And even within those absolutes you list, do any apply here? Those who have the info have taken no confidence from FFG, they have made no agreement with them. There was an error made - is an error immoral? Others were the beneficiaries of that error, and those people have no agreement with FFG, or Disney, or Target to limit their use of the product they fairly bought. Even copyright is questionable, as this could land rather solidly in fair use, and this sort of unboxing presentation is something FFG almost universally allows, even on their own site (see the Wave 7 leaks from GenCon).
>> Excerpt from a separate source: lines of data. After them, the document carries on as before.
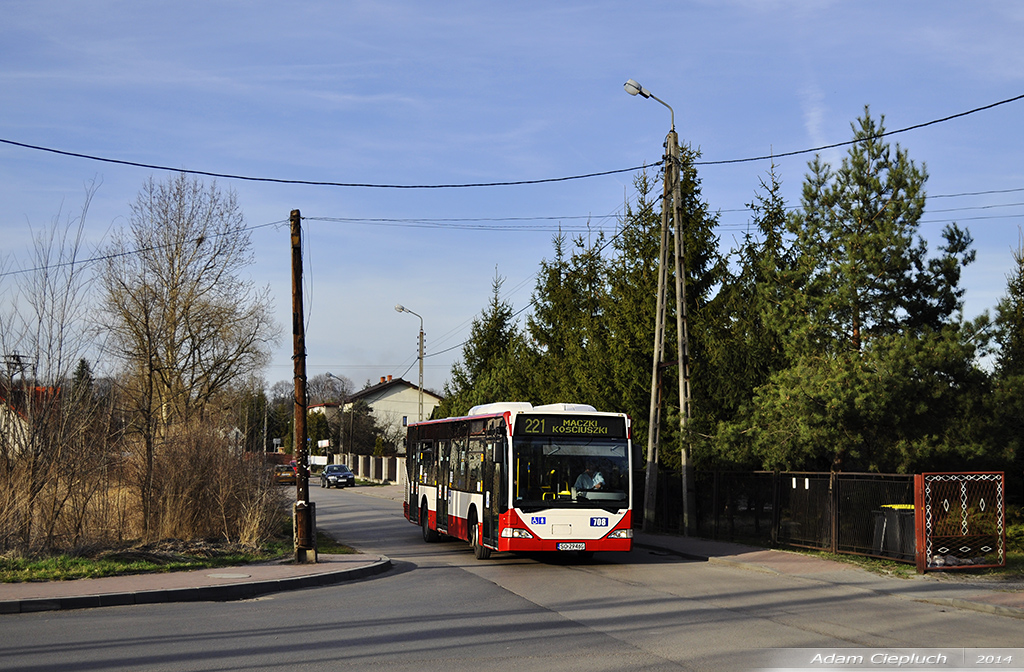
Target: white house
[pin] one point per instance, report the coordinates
(394, 403)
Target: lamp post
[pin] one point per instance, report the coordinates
(344, 400)
(671, 201)
(401, 308)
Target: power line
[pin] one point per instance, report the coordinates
(496, 183)
(116, 255)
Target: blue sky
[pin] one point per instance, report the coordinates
(458, 92)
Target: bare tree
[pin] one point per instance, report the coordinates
(43, 424)
(182, 321)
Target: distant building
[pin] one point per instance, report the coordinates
(394, 403)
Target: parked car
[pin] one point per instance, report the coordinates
(337, 475)
(284, 474)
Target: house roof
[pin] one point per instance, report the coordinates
(375, 392)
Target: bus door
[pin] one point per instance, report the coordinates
(494, 457)
(423, 472)
(443, 481)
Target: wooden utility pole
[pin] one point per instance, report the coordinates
(304, 515)
(671, 210)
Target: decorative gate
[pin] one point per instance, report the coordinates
(964, 520)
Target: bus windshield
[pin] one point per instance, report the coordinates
(555, 472)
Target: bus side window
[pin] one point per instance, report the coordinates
(475, 463)
(425, 459)
(459, 467)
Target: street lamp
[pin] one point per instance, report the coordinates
(633, 87)
(401, 308)
(671, 201)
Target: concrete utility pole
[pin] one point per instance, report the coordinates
(304, 515)
(671, 203)
(401, 308)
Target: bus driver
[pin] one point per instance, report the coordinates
(591, 478)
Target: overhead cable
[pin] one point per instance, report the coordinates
(497, 183)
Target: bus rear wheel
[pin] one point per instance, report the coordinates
(480, 551)
(429, 536)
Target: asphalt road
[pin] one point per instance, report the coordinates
(439, 607)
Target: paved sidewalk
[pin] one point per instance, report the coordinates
(961, 590)
(198, 585)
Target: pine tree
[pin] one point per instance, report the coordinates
(492, 368)
(881, 370)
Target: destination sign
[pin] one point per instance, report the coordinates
(528, 424)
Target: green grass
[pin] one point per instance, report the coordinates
(169, 556)
(64, 568)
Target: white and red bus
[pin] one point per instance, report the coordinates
(516, 477)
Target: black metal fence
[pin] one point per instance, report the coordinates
(860, 513)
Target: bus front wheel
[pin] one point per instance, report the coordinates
(429, 535)
(480, 551)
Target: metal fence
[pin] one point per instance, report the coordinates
(964, 520)
(861, 513)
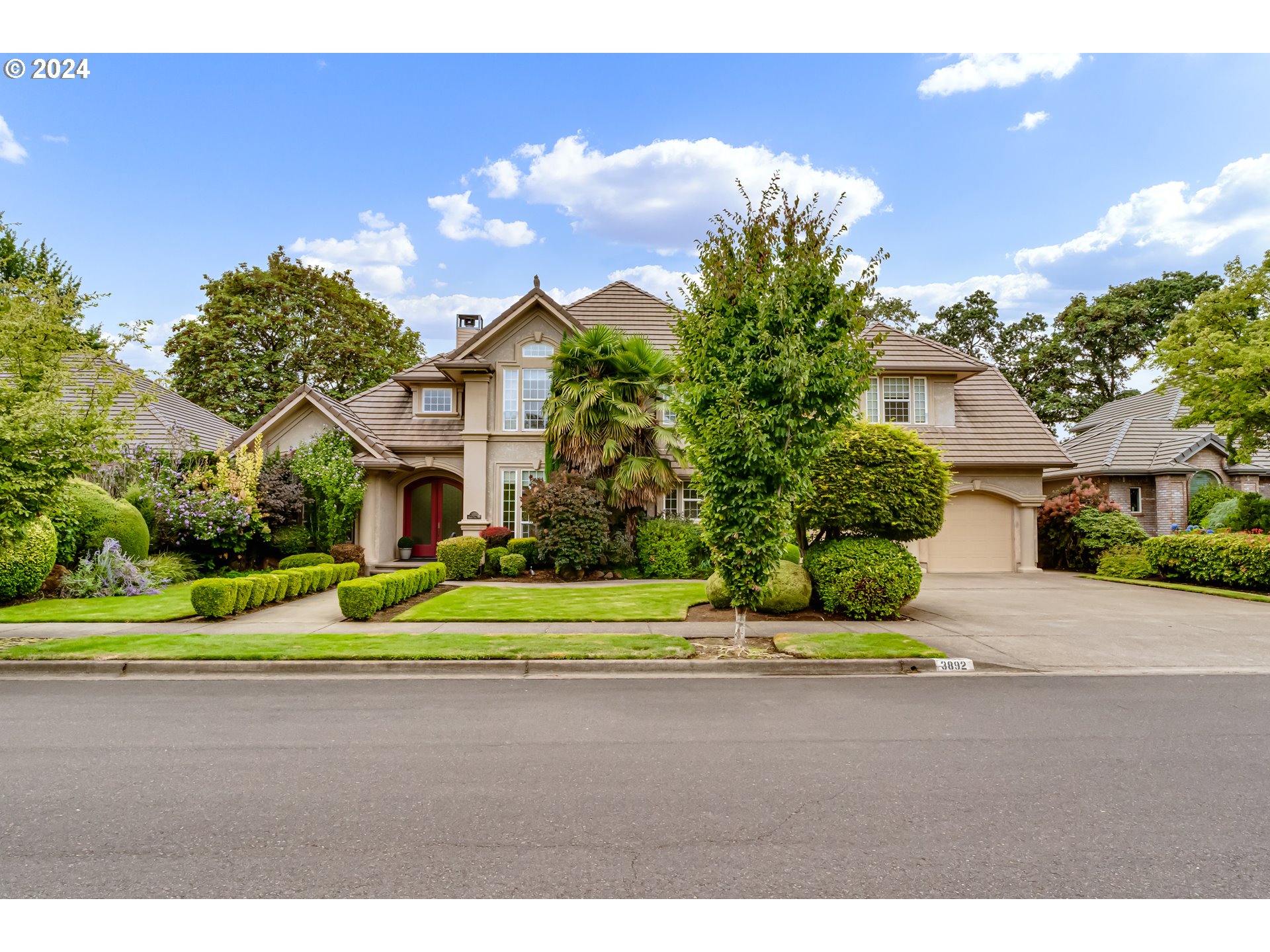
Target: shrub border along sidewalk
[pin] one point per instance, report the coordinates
(1183, 587)
(361, 598)
(220, 598)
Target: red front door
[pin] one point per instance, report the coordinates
(432, 510)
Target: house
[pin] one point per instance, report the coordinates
(167, 420)
(1150, 467)
(450, 444)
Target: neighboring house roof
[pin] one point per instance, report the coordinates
(168, 420)
(1137, 436)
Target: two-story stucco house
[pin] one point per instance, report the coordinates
(448, 446)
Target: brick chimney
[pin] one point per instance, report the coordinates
(465, 327)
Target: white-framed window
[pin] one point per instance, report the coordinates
(683, 500)
(896, 400)
(437, 400)
(511, 397)
(515, 483)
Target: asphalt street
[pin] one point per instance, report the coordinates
(919, 786)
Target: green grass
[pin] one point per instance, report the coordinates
(1183, 587)
(845, 644)
(270, 648)
(169, 604)
(666, 602)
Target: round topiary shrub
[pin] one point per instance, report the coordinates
(863, 578)
(461, 556)
(99, 516)
(27, 559)
(788, 590)
(300, 561)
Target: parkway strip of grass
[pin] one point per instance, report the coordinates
(849, 644)
(665, 602)
(168, 606)
(345, 647)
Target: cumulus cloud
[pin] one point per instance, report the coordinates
(661, 196)
(376, 255)
(1031, 121)
(1006, 290)
(1238, 204)
(11, 149)
(976, 71)
(461, 220)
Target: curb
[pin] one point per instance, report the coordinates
(715, 668)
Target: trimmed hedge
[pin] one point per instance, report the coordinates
(669, 549)
(362, 598)
(304, 559)
(527, 547)
(789, 590)
(27, 560)
(1238, 560)
(461, 556)
(863, 578)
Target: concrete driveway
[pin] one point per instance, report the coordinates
(1058, 621)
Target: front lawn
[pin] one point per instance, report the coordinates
(846, 644)
(169, 604)
(667, 602)
(271, 648)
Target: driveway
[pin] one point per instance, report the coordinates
(1057, 621)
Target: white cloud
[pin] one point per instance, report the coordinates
(1238, 204)
(661, 196)
(11, 149)
(1006, 290)
(1031, 121)
(375, 255)
(976, 71)
(461, 220)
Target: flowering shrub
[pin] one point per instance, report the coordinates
(335, 483)
(111, 573)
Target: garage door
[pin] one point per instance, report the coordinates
(978, 536)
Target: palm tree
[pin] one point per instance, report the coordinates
(605, 416)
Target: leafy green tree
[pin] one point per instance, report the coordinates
(1218, 353)
(263, 332)
(771, 361)
(893, 311)
(605, 416)
(48, 429)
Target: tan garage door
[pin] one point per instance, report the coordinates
(978, 536)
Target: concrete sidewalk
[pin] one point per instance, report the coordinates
(1052, 622)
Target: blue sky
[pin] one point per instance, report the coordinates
(448, 182)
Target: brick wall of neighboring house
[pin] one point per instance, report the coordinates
(1170, 503)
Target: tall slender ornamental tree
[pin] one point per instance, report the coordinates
(771, 361)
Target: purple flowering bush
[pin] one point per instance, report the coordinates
(111, 573)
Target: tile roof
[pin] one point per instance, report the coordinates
(158, 420)
(632, 310)
(1137, 436)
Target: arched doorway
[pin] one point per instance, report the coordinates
(431, 510)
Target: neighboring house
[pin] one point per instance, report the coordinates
(167, 420)
(450, 444)
(1134, 454)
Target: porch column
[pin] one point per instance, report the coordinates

So we have an agreement between two parties, one of whom made an error. Someone legally purchased something because of that error, and proceeded to do with it the same thing people have done with every other X-wing release they've gotten their hands on, which FFG has done nothing to stop. I'm having a hard time finding any legal issue which could apply to anyone other than maybe Target, and certainly nothing that even approaches a moral issue.

So, if my wife had cancer and we were trying to keep it under wraps and a buddy of mine, Fred, found out somehow and blabbed to everyone under the sun, I would be wrong to be angry at Fred? I would be in the wrong for trying to keep the cancer a secret? Insanity. Fred is wrong in this situation.

There is a difference between "right" and "moral". Fred should probably have kept it to himself as a courtesy to you, but he was under no moral obligation.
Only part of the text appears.